GRPO: Group Relative Policy Optimization—an RL algorithm that normalizes rewards within a group of outputs for the same prompt to reduce variance, avoiding the need for a separate value network.
SFT: Supervised Fine-Tuning—training a model on labeled examples (prompt-response pairs) to instill desired behaviors before RL.
CoT: Chain-of-Thought—a prompting technique where the model generates intermediate reasoning steps before the final answer.
pass@K: A metric measuring the probability that at least one of K generated solutions is correct.
temperature-adjusted entropy: A metric used to monitor the randomness of the model's policy during RL, calculated as entropy divided by the sampling temperature.
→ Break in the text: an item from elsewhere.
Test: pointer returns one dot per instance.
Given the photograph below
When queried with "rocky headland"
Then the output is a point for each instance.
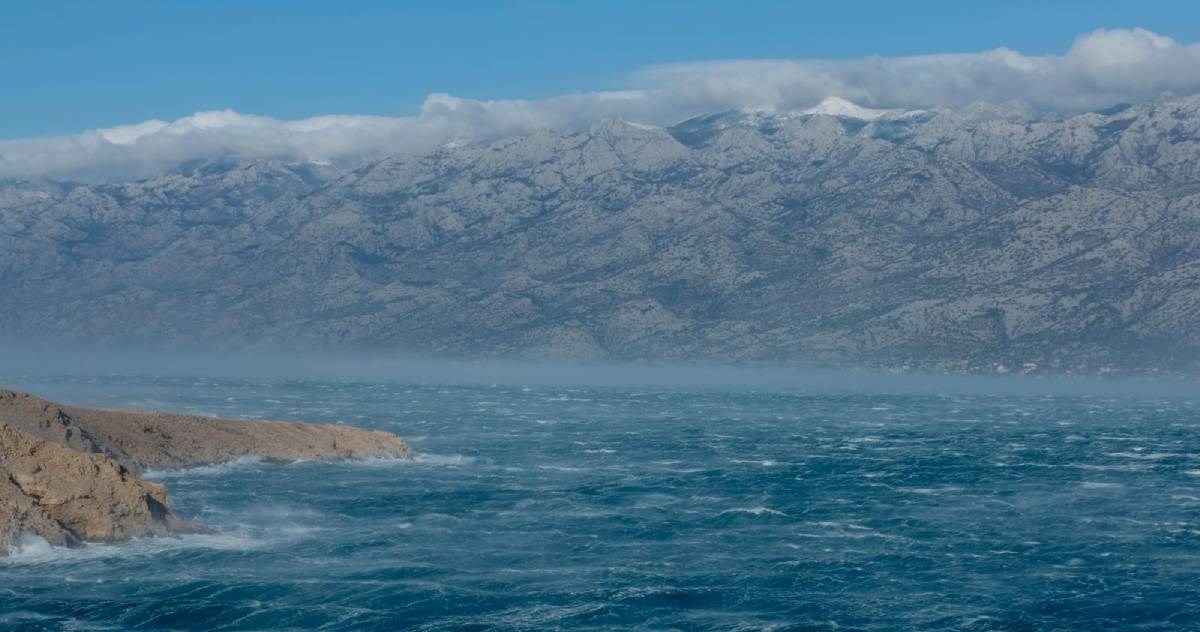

overlong filtering: A strategy during RL where samples that fail to produce a final answer within the token budget are masked out (ignored) rather than penalized.
exposure bias: The discrepancy between training (where the model sees ground truth) and inference (where it sees its own predictions), often mitigating by generating longer sequences.
on-policy: RL training where the data used for updates is generated by the current version of the policy being optimized.
rope_theta: A parameter in RoPE (Rotary Positional Embeddings) that controls the wavelength of position encodings; increasing it allows models to handle longer context windows.
DeepSeek-R1: A frontier reasoning model used here as a teacher to generate synthetic SFT data.
distillation: Training a smaller student model to mimic the outputs of a larger teacher model.